Sibling rivalry is the endless fighting, competition for a parent’s attention and jealousy that exists between brothers and sisters. It is normal and as old as creation itself.
Some mothers compare their children based on their abilities and age(where younger siblings are jealous of what older siblings are allowed to do while they are forbidden). Some siblings compete against each other because of their gender and compare their positions in the family (and subsequent value), and the arrival of a new baby can sometimes contribute to the already existing tension. Regardless of the cause of the sibling rivalry, what matters is how mothers handle it.
Margret, a mother to three sons, continuously found herself at the center of her sons’ fights. Her sons were brilliant and performed quite well at the Alliance High School.
“My third born son was different, he was not bright, disciplined or artistic like the rest," she said. On the eve of his primary exams, he played football and broke his arm, which contributed to his poor academic performance.
Margret, like many mothers, committed the faux pas of comparing her sons. On many occasions, her son felt isolated when his brothers were painting with their father and his mother barely said a word to him.
Judith, a young mother to two sons and a daughter, could not understand why his older sons kept fighting with their younger sister. They could fight over the remote and which cartoons to watch. While the daughter wanted cartoons with Barbie, the boys would insist on spider man and say things along the lines of: "girls don’t watch Spiderman". In this case, the older boys sidelined their sister because of her gender and age. "They were not amused to know that I spend a lot of time with her," She said.
In a blended family, sibling rivalry is more pronounced. "My adopted children, who were much older, would blatantly refuse to associate with my children or sulk when they have to share things," said Joan Naliaka, a 37 year-old remarried widow and mother to two children. Her biological children could not along with the step children, believing their mother was going to prioritize her new family over them.
Moses, a child psychologist based in Nakuru, states that sibling rivalry can be dealt with in different ways. Most importantly, he notes that children should be friends even before birth. For instance, in Judith’s case, she should have prepared her boys that a wonderful sister will join them. The children can touch mummy’s baby bump, help in the selection of the new babies clothes, be asked whether they will protect the child from thieves or teased by relatives whether the baby should be taken away. Moses adds that older siblings can also be made to feel important as they are introduced to their new sibling, which often makes them protective and loving towards them. They can teach their siblings a new game skill.They can also sleep together, share meals and be taught to be gender sensitive.

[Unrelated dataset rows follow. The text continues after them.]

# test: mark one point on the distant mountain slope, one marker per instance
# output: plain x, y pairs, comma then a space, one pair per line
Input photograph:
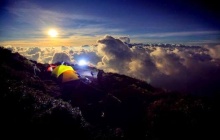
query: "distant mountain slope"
119, 107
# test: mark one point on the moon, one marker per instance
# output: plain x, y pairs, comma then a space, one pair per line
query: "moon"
52, 33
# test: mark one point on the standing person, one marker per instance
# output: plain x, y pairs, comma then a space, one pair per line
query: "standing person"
36, 69
99, 76
92, 73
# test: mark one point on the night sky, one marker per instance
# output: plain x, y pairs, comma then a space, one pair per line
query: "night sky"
83, 22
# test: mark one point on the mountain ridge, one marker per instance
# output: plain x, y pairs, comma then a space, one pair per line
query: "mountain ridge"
121, 108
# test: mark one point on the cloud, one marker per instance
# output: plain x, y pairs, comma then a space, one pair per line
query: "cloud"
115, 54
190, 69
214, 51
61, 57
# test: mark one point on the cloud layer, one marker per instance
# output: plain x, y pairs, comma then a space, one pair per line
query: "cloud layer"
186, 69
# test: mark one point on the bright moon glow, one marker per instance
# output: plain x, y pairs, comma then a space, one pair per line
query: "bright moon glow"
52, 33
82, 62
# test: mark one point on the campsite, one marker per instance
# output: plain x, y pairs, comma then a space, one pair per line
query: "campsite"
51, 103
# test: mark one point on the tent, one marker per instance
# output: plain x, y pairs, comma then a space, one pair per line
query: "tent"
51, 67
65, 73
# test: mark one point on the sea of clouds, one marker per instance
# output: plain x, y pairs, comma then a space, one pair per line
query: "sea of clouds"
190, 69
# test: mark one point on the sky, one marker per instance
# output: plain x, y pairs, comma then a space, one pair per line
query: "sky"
26, 23
108, 34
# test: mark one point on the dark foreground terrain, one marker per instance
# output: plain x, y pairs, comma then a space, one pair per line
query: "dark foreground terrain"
117, 107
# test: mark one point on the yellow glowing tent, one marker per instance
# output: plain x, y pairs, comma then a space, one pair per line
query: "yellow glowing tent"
65, 73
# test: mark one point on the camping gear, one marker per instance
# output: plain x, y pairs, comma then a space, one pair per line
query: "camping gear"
51, 67
65, 73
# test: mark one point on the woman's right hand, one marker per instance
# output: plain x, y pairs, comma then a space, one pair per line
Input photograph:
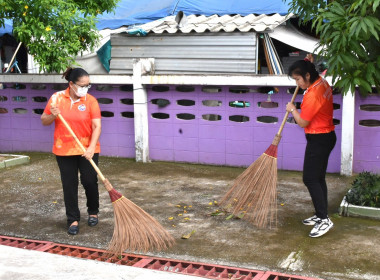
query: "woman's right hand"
55, 111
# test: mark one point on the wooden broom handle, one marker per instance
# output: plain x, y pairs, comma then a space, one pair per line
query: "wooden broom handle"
82, 147
287, 113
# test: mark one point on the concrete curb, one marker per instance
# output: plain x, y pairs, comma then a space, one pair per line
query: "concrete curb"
15, 160
346, 209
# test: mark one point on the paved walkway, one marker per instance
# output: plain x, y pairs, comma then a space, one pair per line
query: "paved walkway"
22, 264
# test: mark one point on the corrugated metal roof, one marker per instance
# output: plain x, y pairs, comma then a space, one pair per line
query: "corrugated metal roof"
214, 23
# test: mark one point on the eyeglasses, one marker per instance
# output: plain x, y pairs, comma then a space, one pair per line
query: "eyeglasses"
87, 87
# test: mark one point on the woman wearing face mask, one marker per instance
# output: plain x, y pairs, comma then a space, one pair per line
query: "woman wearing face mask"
316, 117
81, 111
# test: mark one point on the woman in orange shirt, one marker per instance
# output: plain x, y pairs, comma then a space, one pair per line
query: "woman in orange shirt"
316, 117
81, 111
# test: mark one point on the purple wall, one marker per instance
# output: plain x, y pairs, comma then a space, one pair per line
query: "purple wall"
198, 140
226, 142
21, 128
367, 134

Moses also adds that children should not be treated the same or compared based on their skills or talents: They should be treated individually and not equally. Therefore, Margaret should have acknowledged her son’s passion for football, rather than compare him to his older brothers.
Children should be raised in such a way that they have roles in their younger siblings lives other than fight. But at times, mothers should also just let the siblings be. Do not interfere in their quarrels or take sides, the wars just fizzle out as they grow.